The Syria Problem and Hillary Clinton

via Foreign Policy – Michèle Flournoy, the consensus pick to be Defense Secretary should Hillary Clinton win the White House in November, said she’s open to using the U.S. military to push Syrian President Bashar al-Assad from power.

Speaking at an event hosted by the Center for a New American Security on Monday, the think tank Flournoy helped found and currently helms as chief executive officer, Flournoy said “limited military coercion” might be necessary to drive Assad out. She helped author a report with fellow CNAS staffers earlier this month that recommends widening American goals in the Syrian war, including “arming and training local groups that are acceptable to the United States regardless of whether they are fighting Syrian President Bashar al-Assad or ISIS.” Currently, Syrian rebels must pledge to only fight ISIS in exchange for U.S. support.

While the media focuses on terrible campaign slogans and “who burned who” on Twitter, there are actual issues playing out in the world. We all know about ISIS and the horrors that come with that  organization, but have no ability to appreciate the magnitude of war and terror that everyday Syrians are facing.

To say Syria is currently mired in a Civil War is an understatement.
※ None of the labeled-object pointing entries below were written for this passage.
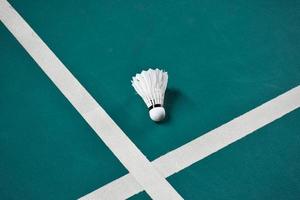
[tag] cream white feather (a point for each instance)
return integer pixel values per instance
(151, 86)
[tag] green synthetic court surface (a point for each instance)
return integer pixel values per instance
(224, 58)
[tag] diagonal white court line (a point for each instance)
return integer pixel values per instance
(146, 176)
(205, 145)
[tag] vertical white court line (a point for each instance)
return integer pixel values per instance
(205, 145)
(129, 155)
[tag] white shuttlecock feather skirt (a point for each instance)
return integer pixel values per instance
(151, 86)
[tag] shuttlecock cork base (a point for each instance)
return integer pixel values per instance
(151, 86)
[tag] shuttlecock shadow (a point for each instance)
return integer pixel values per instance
(172, 97)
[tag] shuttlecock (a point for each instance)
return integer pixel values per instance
(151, 86)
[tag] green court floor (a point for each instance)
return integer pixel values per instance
(224, 58)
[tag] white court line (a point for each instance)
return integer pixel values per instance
(146, 176)
(205, 145)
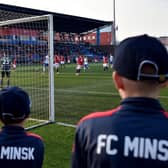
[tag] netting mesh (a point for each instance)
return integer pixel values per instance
(24, 44)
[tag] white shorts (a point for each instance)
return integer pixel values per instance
(105, 65)
(14, 66)
(78, 67)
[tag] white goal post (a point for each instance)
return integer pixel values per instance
(28, 42)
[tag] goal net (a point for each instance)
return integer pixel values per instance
(28, 45)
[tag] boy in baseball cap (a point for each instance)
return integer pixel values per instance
(18, 148)
(135, 133)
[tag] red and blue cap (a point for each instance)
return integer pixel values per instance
(142, 58)
(14, 104)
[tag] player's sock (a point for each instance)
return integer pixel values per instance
(8, 83)
(1, 83)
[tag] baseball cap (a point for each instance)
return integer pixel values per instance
(142, 57)
(14, 104)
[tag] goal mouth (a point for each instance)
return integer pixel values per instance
(26, 42)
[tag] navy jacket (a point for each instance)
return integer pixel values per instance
(20, 149)
(134, 135)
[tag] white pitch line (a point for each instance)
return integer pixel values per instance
(79, 91)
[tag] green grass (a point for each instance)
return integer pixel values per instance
(75, 96)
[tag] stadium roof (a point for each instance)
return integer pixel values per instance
(62, 22)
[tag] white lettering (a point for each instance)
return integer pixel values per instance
(101, 143)
(17, 153)
(163, 146)
(105, 141)
(110, 151)
(150, 148)
(131, 146)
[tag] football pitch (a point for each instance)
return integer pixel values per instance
(75, 96)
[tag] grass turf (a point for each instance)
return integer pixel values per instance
(75, 96)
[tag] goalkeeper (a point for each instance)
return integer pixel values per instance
(5, 69)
The country is now ground zero for the following:

  • A takeover of a third of the country by ISIS
  • A Civil War between the Assad Administration + Hezbollah and a multi-faction rebellion group that includes the al-Nursa Front (the Syrian al-Qaeda branch)
  • Open revolt by ethic Kurd forces (many coming to Syria via Turkey)
  • A proxy war between Russia / Iran and Coalition Forces (led by the US)
  • Other fringe militias attacking indiscriminately

To get a real sense of what’s happening in the country, take a moment to inspect this live map of current battles and attacks.

This conflict, which has been in full swing since 2011, has seen the lines of battle drawn and redrawn hundreds of times with many rebel groups constantly pledging allegiance to whomever appears to be winning in their area. Even the US has been duped by these organizations countless times making this statement:

Currently, Syrian rebels must pledge to only fight ISIS in exchange for U.S. support.

one of the most moronic ever uttered by foreign policy experts. “Moderate Rebels,” as described by Senator John McCain, would be the ones getting equipped. It must have been a real shock that these “moderates” said what needed to be said to get guns, ammo, and heavy weapons from either the Department of Defense or the CIA (though these two groups are not coordinating) only to switch to ISIS or whichever faction suits their needs.

However, all of these minor details pale in comparison to absurdity of the plan Ms. Flournoy has concocted. Rather than half-heartily support the groups that may or may not be fighting ISIS, the full US Military should be used to remove the Assad Administration from power. Do the Russians want that? No. Does Hezbollah want that? No. Does Iran want that? No. Does a percentage of the Syrian population want that? No.

Yes, Assad has committed heinous acts against the dissidents in Syria. He’s dropped barrel bombs and used chemical weapons, both war crimes. But, and this is important, what is the right order of operations in Syria? Is the Assad Administration making statements about blowing up American malls and restaurants? They aren’t. Has ISIS? They have and already have inspired two attacks in this country.

ISIS should be the priority. As sick as that may make some people in the Government, right now may not be the time to remove Assad from power. Why not crush ISIS and then use diplomacy to remove Assad? Why not give him a billion dollars and let him go live in Iran or Russia? That may seem insane, but it would be far cheaper, save lives, and accomplish the same goals.

The Obama Administration has had a terribly unfocused strategy in Syria. Russia is eating the US’ lunch and racking up weapons orders from other countries who have been impressed with the capabilities of Russia’s next generation weapons. Yet despite how terribly things have gone in Syria, the Clinton Administration would only make things worse.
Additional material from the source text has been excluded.